SHADE: Semantic Hypernym Annotator for Domain-specific Entities -- DnD Domain Use Case
Akila Peiris, Nisansa de Silva
TL;DR
This work addresses the high cost and inconsistency of manual data annotation in domain-specific NLP, with a focus on fantasy literature and D&D lore. It presents SHADE, a web-based annotation tool that derives candidate labels from the Forgotten Realms Wikia lead section, offering two label lists (internal links and noun phrases) plus a manual fallback and a tiered weighting scheme to minimize typing.

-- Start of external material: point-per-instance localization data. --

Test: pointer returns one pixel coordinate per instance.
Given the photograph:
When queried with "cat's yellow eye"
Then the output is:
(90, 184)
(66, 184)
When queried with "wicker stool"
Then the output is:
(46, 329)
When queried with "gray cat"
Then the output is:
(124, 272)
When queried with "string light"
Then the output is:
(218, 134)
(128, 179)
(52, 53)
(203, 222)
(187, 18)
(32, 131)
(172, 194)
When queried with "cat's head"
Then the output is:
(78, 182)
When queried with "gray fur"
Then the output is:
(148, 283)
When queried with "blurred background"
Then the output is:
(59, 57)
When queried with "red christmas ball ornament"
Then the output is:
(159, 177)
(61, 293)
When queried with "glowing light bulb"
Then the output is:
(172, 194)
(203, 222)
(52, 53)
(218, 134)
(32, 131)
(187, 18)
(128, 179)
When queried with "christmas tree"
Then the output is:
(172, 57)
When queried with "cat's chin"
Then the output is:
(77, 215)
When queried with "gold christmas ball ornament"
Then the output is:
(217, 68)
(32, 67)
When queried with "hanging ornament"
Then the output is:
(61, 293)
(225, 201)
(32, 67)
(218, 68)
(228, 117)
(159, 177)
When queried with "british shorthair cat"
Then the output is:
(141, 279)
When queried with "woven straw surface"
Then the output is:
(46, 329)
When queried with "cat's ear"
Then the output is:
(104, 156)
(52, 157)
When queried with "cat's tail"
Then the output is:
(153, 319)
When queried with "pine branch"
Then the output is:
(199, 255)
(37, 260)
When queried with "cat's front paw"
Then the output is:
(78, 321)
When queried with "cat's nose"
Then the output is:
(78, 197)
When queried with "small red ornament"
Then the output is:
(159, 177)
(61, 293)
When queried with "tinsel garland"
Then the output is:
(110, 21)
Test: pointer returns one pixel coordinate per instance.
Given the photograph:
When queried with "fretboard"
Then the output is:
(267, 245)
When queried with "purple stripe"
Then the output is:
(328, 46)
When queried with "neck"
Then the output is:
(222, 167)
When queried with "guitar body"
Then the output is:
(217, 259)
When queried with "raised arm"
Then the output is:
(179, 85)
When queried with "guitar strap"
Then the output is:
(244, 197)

The system enforces consistency through structured assignment, explicit skip handling, and context-aware label suggestions, and demonstrates that automated lists drive the majority of annotations while enabling FRW dataset enrichment via human input. The approach is designed to be scalable and transferable to other MediaWiki-like sources, with clear directions for future enhancements such as multiple prioritized annotations and has-a relationships.
Abstract
Manual data annotation is an important NLP task but one that takes considerable amount of resources and effort. In spite of the costs, labeling and categorizing entities is essential for NLP tasks such as semantic evaluation. Even though annotation can be done by non-experts in most cases, due to the fact that this requires human labor, the process is costly. Another major challenge encountered in data annotation is maintaining the annotation consistency. Annotation efforts are typically carried out by teams of multiple annotators. The annotations need to maintain the consistency in relation to both the domain truth and annotation format while reducing human errors. Annotating a specialized domain that deviates significantly from the general domain, such as fantasy literature, will see a lot of human error and annotator disagreement. So it is vital that proper guidelines and error reduction mechanisms are enforced. One such way to enforce these constraints is using a specialized application. Such an app can ensure that the notations are consistent, and the labels can be pre-defined or restricted reducing the room for errors. In this paper, we present SHADE, an annotation software that can be used to annotate entities in the high fantasy literature domain. Specifically in Dungeons and Dragons lore extracted from the Forgotten Realms Fandom Wiki.